Каждый месяц Государственный Эрмитаж выбирает для наших читателей один из экспонатов с любопытной историей. Это может быть прославленный шедевр или неизвестный публике предмет из запасников, отреставрированная или недавно приобретенная вещь. Равно как и мировой шедевр, привезенный в рамках проекта «Шедевры музеев мира в Эрмитаже». На сей раз в этом качестве выступает «Автопортрет с обезьянкой» Фриды Кало, привезенный из мексиканского Музея Долорес Ольмедо, который будет экспонироваться в Эрмитаже до 10 января. Об истории этого портрета рассказывает заведующий отделом современного искусства Государственного Эрмитажа Дмитрий Озерков.
Фрида Кало — важнейшее имя для мировой истории искусства, она практически неизвестна у нас в оригиналах. Мы привезли ее Автопортрет с обезьянкой из мексиканского Музея Долорес Ольмедо и показываем его в формате Шедевры музеев мира в Эрмитаже: это всегда одна картина, но ключевая для творчества художника. Фриде предшествовали Любовное письмо Вермеера из Рейксмузеума, вашингтонская Венера перед зеркалом Тициана, Менип и Эзоп Веласкеса из Прадо, Темпеста Джорджоне. Включение в этот ряд помещает Кало в сферу истории великого и сложного мирового искусства. Заставляет увидеть в ней не просто курьез мексиканской «женщины-художницы», но большого мастера смыслов и пластических форм.
В этом небольшом холсте 1945 года, висящем сейчас по соседству с галереей портретов российских императоров и членов царской фамилии, вся суть ее творчества. Восемь лет назад его поместили на почтовую марку, выпущенную в Мексике.
Жанр автопортрета бесконечно важен для Фриды. Рассматривая свое некрасивое лицо, со сросшимися бровями и пронзительным взглядом, она открывает в себе и вокруг всё новые черты и ключевые детали. Ее окружают домашние любимцы, наполнявшие бездетный досуг: собачка Сеньор Ксолотль и обезьянка Фуланг Чанг, или Чангито. Вместе с Фридой они пристально смотрят на зрителя. За спиной видна фигура древнего божка из коллекции Диего Риверы. Магический мир божеств, в центре которого царит Фрида, — мир ее хрупкого покоя, бережно опоясанный охранной желтой лентой. Но это и образ равновесия как такового, сотканного из глубоко личных деталей и способного в любой момент разрушиться, будь то в 1945-м или в 2015-м.

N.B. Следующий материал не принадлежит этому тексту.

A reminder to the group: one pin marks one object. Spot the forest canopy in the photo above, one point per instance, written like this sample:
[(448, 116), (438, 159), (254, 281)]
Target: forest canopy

Долгожданное открытие Фриды в России симптоматично: она всегда в каком-то смысле стремилась сюда. Она была влюблена в Троцкого, долгое время жившего в ее доме. Чтобы стать частью революционной истории своей страны, «ровесницей мексиканской революции», она изменила дату рождения с 1907-го на 1910-й. Именно Советская Россия для нее важнейший миф — она хотела, чтобы в этой великой стране хранилась ее главная картина Раненый стол (1940), дело и образ всей ее жизни. Исследователи творчества художницы выяснили, что полотно было передано ею в посольство СССР в Мексике, откуда отправлено в Москву. Что было дальше — не ясно. Работа выставлена не была, послевоенный политический климат изменился, а Фрида умерла. Следы Раненого стола потерялись, картина считается утраченной.
Творчество Кало получило новый вес на волне постмодернизма с его тягой к перверсиям. Когда пару лет назад в Эрмитаже оценивали возможность выставки ее работ, выяснилось, что среди знатоков паника: на рынке выявлены сотни подделок. Случился скандал с монографической выставкой в Мартин-Гропиус-Бау, где прямо с экспозиции сняли работы, признанные подделками. Мы отложили показ Фриды до разрешения всех проблем. Теперь Эрмитаж показывает одно из ее бесспорных полотен.
Фрида и сегодня не менее интересна, чем в поэтические годы постмодерна, искавшего новых героев. На фоне вновь открытой Луиз Буржуа и мифических «амазонок авангарда» она остается недопонятой, замкнутой в своей локальной истории. Мы пытаемся опровергнуть это мнение, заново открывая эту фигуру в России, где Фрида не издана, не изучена, не понята. Помещение ее работы в контекст старых мастеров задает новый вектор, который приведет однажды к показу здесь ее большой ретроспективы. Убежден, что российский контекст позволит сделать в ее творчестве немало новых, головокружительных открытий.